DÜNYAYA HOŞGÖRÜYLE BAKMAK
SPOT: Hoşgörüyü hem şahsi hem siyasi hayatımıza hâkim kılmak, yaşanan olumsuzlukların önüne geçmek için büyük bir adımdır.
Geçtiğimiz yüzyıl, insanlık tarihinin o güne kadar yaşamadığı büyük acılara sahne oldu. İki büyük dünya savaşı, ardından gelen Soğuk Savaş dönemi ve bölgesel çatışmalar milyonlarca insanın hayatını kaybetmesine, bir o kadar insanın da yerinden yurdundan edilmesine yol açtı. 21. asrın eşiğine geldiğimizde Avrupa’nın ortasında, Bosna’da yaşanan soykırım tarihe kara bir leke olarak geçti. Günümüzde teknolojinin ilerlemesi, tıbbi imkanların çeşitlenmesi, insan ömrünü uzatmaya ve hayat kalitesini yükseltmeye yönelik çabalar olumlu gelişmeler olarak karşımıza çıkarken Filistin’deki ambargo, Arakan Müslümanlarına yönelik saldırgan tutum, Batı ülkelerinde hızla yayılan İslamofobi gibi olaylar ise dünyanın mazlumlar için yaşanması zor bir yere dönüştüğünü gösteriyor. Rahmetli Cemil Meriç’in Batı kültürü ile Doğu irfanı arasında gördüğü farkı anlayabilmek için son birkaç yüzyılda yaşananlara daha dikkatli bakmak gerekiyor.

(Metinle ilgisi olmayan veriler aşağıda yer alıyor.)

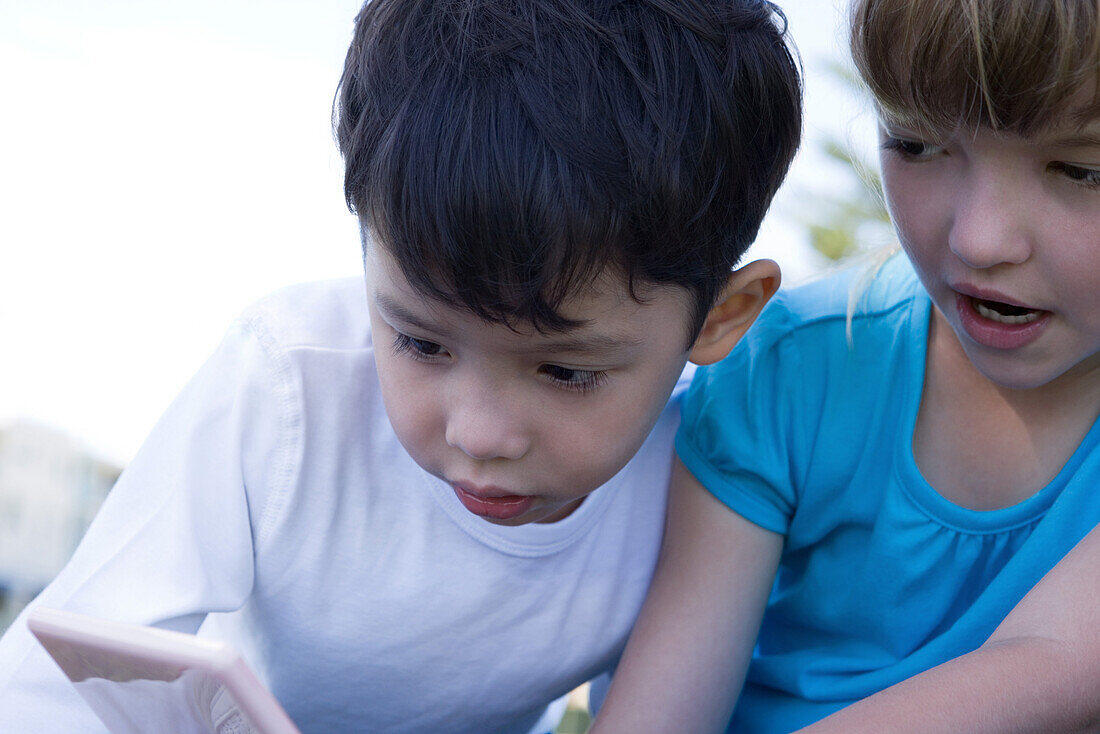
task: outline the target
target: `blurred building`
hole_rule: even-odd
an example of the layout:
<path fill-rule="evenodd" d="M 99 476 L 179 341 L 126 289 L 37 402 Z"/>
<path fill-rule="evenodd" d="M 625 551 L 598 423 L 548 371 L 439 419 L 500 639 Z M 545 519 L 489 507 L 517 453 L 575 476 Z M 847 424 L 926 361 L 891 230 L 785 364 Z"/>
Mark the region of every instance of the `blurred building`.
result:
<path fill-rule="evenodd" d="M 54 428 L 0 428 L 0 631 L 69 559 L 120 472 Z"/>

Bir yanda sanayi ve teknolojide hızla yükselen, bu süreçte dünyaya kültür ihraç eden Batı dünyası, diğer tarafta emperyalist emellerin kurbanı konumundaki Doğu milletleri… Cemil Meriç’in kültürün öne çıkarılıp irfanın unutulduğu yönündeki tespitleri günümüzdeki durumun teşhis edilmesi için son derece önem arz ediyor. Aynı şekilde, içinde bulunduğumuz Aralık ayında vefatının 743’üncü yılını idrak ettiğimiz Hz. Mevlâna’nın öğretisine sıkı sıkıya sarılmak, zor günler geçiren dünyamız için bir umut ışığı olacaktır.

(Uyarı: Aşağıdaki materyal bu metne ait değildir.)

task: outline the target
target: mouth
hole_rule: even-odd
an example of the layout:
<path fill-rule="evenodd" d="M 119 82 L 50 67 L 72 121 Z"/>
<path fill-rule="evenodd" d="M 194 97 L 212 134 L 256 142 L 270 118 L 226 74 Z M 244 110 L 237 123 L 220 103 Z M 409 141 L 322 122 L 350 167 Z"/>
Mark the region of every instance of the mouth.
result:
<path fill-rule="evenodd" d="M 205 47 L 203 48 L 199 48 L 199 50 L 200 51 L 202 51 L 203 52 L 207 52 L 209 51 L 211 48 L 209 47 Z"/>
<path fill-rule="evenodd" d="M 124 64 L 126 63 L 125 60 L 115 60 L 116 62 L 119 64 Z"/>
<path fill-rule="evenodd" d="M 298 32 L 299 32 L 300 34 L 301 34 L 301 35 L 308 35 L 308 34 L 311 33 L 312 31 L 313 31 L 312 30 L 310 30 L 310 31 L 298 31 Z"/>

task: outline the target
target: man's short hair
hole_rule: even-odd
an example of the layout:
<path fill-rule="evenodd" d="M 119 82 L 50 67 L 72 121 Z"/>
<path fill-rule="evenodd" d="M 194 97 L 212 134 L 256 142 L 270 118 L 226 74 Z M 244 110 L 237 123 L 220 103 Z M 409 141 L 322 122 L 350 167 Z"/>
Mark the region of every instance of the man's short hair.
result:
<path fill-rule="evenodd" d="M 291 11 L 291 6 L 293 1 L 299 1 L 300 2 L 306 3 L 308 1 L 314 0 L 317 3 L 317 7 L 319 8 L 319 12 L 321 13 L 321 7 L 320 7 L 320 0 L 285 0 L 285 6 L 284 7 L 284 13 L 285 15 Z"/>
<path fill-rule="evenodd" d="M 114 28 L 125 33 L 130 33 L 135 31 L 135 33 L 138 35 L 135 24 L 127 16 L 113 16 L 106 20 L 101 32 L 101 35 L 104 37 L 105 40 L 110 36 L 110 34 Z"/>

Mevlâna Celâleddin-i Rumî’nin felsefesinde öne çıkan kavram hoşgörüdür. Doğunun irfanını en güzel şekliyle ortaya koyan bu mefhumu hem şahsi hem siyasi hayatımıza hâkim kılmak, yaşanan olumsuzlukların önüne geçmek için büyük bir adımdır. II. Dünya Savaşı’nda bile görülmemiş bir nüfus hareketliliğinin yaşandığı günümüzde mülteci sorununu siyasi veya ekonomik bir mesele olarak ele almadan, hoşgörü çerçevesinde insani bir durum olarak değerlendirmek gerekir. Türkiye’nin sürecin başından beri sergilediği tutum bu yöndedir. Ne yazık ki Avrupa ülkelerinin konuya yaklaşımı hoşgörüden gün geçtikçe uzaklaşmakta, hatta yabancı düşmanlığına doğru yol almaktadır. Suriyeli mülteciler için ülkemize verdikleri mali destek vaadini hâlâ yerine getirmeyen Avrupa Birliği’nin önemli kurumlarından Avrupa Parlamentosu geçtiğimiz ay Türkiye’nin üyelik müzakerelerinin dondurulmasına yönelik bir karara imza attı. Hukuki bağlayıcılığı bulunmadığı gibi bizim açımızdan yok hükmündeki bu karar, Avrupa’nın Müslüman bir ülkeyi çağdaş medeniyet seviyesinde görmek istememesinin bir sonucudur. Farklılıklara tahammülü olmayan, kendi kültürünü üstün görüp diğerlerinin yok edilmesi gerektiğini düşünen zihniyetin dünyayı ne hale getirdiği ise herkesin malumudur.
2016 yılına veda ederken “Hoşgörüde deniz gibi ol” diyen Hz. Mevlâna’nın öğütlerine uyarak yeni yılda siyasette ve sosyal hayatta öfkenin, önyargının esiri olmadan olaylara serinkanlılıkla yaklaşılmasını temenni ediyorum.